Intriguingly, fully 46% of Kawasaki disease patients in the Colorado study who had coronary lesions on admission had incomplete Kawasaki disease.

"That’s a much higher rate than we think of," Dr. Dominguez said. "It raises the concern that many cases of Kawasaki disease may currently be undiagnosed and not treated."

Incomplete Kawasaki disease is a diagnostic category that was created in the revised American Heart Association guidelines in an effort to identify subsets of Kawasaki disease patients earlier so treatment can be started expeditiously (Circulation 2004;110:2747-71). The revision was made in response to recognition that infants often fail to meet the classic diagnostic criteria for Kawasaki disease, yet they have a high incidence of coronary artery aneurysms.

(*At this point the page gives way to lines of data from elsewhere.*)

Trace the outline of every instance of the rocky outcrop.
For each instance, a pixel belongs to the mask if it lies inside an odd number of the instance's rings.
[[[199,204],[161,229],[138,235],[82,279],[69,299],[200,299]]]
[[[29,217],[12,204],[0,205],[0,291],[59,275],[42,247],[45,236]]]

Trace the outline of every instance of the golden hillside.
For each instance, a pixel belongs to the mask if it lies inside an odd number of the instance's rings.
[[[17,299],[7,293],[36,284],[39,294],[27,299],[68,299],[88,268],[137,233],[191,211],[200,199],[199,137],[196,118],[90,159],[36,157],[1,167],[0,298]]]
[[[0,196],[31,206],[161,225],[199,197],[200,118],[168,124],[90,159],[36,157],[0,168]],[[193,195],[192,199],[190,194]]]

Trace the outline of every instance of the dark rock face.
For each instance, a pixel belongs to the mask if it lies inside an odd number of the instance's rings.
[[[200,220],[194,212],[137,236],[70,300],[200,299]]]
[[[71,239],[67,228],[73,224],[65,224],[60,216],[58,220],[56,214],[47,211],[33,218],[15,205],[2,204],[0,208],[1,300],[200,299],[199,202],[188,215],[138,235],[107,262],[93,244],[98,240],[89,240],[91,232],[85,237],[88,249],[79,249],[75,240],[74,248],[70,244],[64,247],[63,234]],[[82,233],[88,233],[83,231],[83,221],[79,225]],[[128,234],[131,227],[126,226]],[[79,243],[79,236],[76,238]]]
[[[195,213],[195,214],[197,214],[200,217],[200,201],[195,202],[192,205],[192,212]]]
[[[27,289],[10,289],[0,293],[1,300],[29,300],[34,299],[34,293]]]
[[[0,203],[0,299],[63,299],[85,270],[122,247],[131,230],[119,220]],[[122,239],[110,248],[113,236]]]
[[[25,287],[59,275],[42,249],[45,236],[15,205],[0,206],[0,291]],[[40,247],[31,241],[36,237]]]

The revised guidelines basically state that infants aged 6 months or younger on day 7 of fever without other explanation should undergo laboratory testing, even if they don’t have a generalized rash, bilateral nonexudative conjunctivitis, or any of the other clinical criteria for classic Kawasaki disease. If lab results yield evidence of systemic inflammation, then echocardiography is warranted (Pediatrics 2004;114:1708-33).

Dr. Dominguez said the clear implication of the Colorado study is that earlier diagnosis and treatment are needed in order to reduce the incidence of coronary artery abnormalities in children with Kawasaki disease. Increased clinical suspicion, greater use of the published algorithm for incomplete Kawasaki disease, and earlier resort to echocardiography in the initial work-up may result in more rapid therapy.

Although there is no guarantee that earlier diagnosis and treatment will prevent coronary lesions, that is the hope, he added.

The Children’s Hospital Colorado study was recently published (Pediatr. Infect. Dis. J. 2012 July 3 [doi:10.1097/INF.0b013e318266bcf9]).

Dr. Dominguez reported having no financial conflicts.